Smiling Aeneas picked up bowl filled with batter and poured its contents into a cast iron skillet. "So will you at least tell me your name?"

"No." Helen replied in a harsh monotone.

"Won't tell me your name, won't tell me about yourself, hell I bet you wouldn't tell me the sky was blue if I asked. I'm guessing you have a reputation as quite the pill."

"I don't see any reason to give an inch to a man I'll kill the next time I meet him."

"Next time?" Her male companion responded with a little bit of genuine astonishment. "If you intend to kill me why not just do it now?"

"You saved my life and didn't kill me yourself," she responded. "And given that I normally murder you wanna be Romans on sight I think a life for a life is a fair trade."

"And let me guess, you hate the Legion and its members because they're basically an over grown group of raiders bent on raping, murdering, and pillaging their way across the continent."

"Bingo. And like any pricks of that stripe I am the judge, jury, and executioner."

"Who gave you those jobs?"

"I did. Until there is law and order outside of the towns again someone has to keep the people of these mountains safe, and damn it I'm going to do it until the law comes back or someone who is a better shot ends me."

Aeneas prodded at the edge of her pancake with a spatula, "And if I told you I want to help do just that? Restore law and order that is."

"I'd call you a miserable God damn liar."

"What if I told you there was a way to prove I'm on the level?"

"Again, a liar."

"What if I said then you won't leave this clearing alive if you don't agree to give me a chance?"

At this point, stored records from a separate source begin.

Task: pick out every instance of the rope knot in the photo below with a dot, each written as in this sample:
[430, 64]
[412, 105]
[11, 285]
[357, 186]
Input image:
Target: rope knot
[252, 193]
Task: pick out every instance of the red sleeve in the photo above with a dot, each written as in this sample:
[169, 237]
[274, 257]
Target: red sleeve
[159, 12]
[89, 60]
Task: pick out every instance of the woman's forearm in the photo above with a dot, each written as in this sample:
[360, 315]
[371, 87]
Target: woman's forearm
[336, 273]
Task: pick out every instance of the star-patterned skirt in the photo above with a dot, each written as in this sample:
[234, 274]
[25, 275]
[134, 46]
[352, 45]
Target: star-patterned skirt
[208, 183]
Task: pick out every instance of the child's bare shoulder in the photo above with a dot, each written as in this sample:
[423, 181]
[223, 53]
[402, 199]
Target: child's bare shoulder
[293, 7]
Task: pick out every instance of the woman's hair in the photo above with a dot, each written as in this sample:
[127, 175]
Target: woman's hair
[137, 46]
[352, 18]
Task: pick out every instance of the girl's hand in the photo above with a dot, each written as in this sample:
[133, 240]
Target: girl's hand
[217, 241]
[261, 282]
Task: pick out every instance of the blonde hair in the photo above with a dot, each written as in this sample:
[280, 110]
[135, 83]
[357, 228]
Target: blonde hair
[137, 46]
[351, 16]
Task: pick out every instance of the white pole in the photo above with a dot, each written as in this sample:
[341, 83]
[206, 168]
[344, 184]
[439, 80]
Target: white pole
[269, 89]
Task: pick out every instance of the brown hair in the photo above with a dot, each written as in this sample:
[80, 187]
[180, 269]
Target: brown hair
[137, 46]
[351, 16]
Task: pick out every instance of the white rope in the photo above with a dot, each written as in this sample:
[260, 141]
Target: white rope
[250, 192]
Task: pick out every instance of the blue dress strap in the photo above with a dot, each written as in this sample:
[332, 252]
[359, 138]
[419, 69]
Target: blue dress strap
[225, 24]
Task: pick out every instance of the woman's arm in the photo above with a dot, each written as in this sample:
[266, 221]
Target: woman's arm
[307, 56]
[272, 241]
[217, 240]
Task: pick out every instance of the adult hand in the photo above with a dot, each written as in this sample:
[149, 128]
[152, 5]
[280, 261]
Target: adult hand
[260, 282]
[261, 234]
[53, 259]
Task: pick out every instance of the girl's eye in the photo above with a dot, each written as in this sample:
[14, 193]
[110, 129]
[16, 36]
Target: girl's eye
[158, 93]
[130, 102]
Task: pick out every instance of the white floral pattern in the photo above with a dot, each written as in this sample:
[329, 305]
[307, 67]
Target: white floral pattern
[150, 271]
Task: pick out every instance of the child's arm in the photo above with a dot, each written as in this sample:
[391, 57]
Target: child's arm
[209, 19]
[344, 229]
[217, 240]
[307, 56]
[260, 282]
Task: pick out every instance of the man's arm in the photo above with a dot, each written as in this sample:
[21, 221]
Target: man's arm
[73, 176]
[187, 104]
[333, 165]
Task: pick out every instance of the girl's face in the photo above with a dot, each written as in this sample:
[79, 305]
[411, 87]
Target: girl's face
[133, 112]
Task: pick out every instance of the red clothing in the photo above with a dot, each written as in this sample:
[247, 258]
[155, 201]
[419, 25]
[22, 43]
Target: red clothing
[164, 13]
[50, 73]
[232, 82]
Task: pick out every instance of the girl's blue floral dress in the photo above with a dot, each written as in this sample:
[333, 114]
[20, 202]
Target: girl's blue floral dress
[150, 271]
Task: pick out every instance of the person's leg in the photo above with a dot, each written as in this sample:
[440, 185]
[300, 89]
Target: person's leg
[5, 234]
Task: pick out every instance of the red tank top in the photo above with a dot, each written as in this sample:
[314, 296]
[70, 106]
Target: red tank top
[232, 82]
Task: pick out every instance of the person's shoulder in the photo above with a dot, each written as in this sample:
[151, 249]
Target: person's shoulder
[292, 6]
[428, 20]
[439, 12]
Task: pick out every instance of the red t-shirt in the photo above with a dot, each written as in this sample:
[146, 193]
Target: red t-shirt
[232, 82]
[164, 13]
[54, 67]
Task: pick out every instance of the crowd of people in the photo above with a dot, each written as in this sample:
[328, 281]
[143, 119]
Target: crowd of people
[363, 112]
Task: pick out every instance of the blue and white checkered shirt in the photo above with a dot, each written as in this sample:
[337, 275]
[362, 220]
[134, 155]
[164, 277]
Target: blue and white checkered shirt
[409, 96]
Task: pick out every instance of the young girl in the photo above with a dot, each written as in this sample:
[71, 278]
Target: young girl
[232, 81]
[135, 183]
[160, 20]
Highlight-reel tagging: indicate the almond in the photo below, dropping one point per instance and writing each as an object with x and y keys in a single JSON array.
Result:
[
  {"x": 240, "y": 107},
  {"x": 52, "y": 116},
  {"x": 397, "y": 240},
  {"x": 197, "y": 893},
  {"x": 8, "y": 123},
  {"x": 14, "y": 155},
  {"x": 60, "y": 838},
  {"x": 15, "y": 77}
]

For the first time since she had woken up Helen's lips quirked into something other than a scowl, "Now I'd say you're finally being honest. What is it you think I should do?"

"Well before I say what, you do know there is scores of people moving with my branch of the Legion down old I seventy right?"

"Hard not to know that. News of that type of thing travels fast in these parts."

"Good. Now what I want you to do then is go down the old interstate into a few of the towns west of here and talk to the locals. You'll find almost all of us have been on our best behavior, and those few who haven't have been punished according to their crimes. We've paid for everything, helped those we could, and done all the things good little boys and girls should."

"So basically you're telling me that while you, the other legionaries, and your commander are wrapped up in the same package, you aren't following Caesar's playbook anymore. Right?"

"Exactly," Aeneas responded, his grin for some reason she couldn't grasp growing bigger as he did so. "So will you give me… no, will you give us a chance?"

As she watched him flip her pancake Helen thought things over. Finally she continued with, "I'll agree to humor you and check this out, and if, and only if, you are on the level I will give you a single chance, and only the one."

"Supposing we don't live up to your exacting standards?"

"Then I will go to any lengths I must to take as many of you as possible to hell with me," Helen responded with absolute conviction. "And I don't say that as a timid little human, I say it as the Pistolier."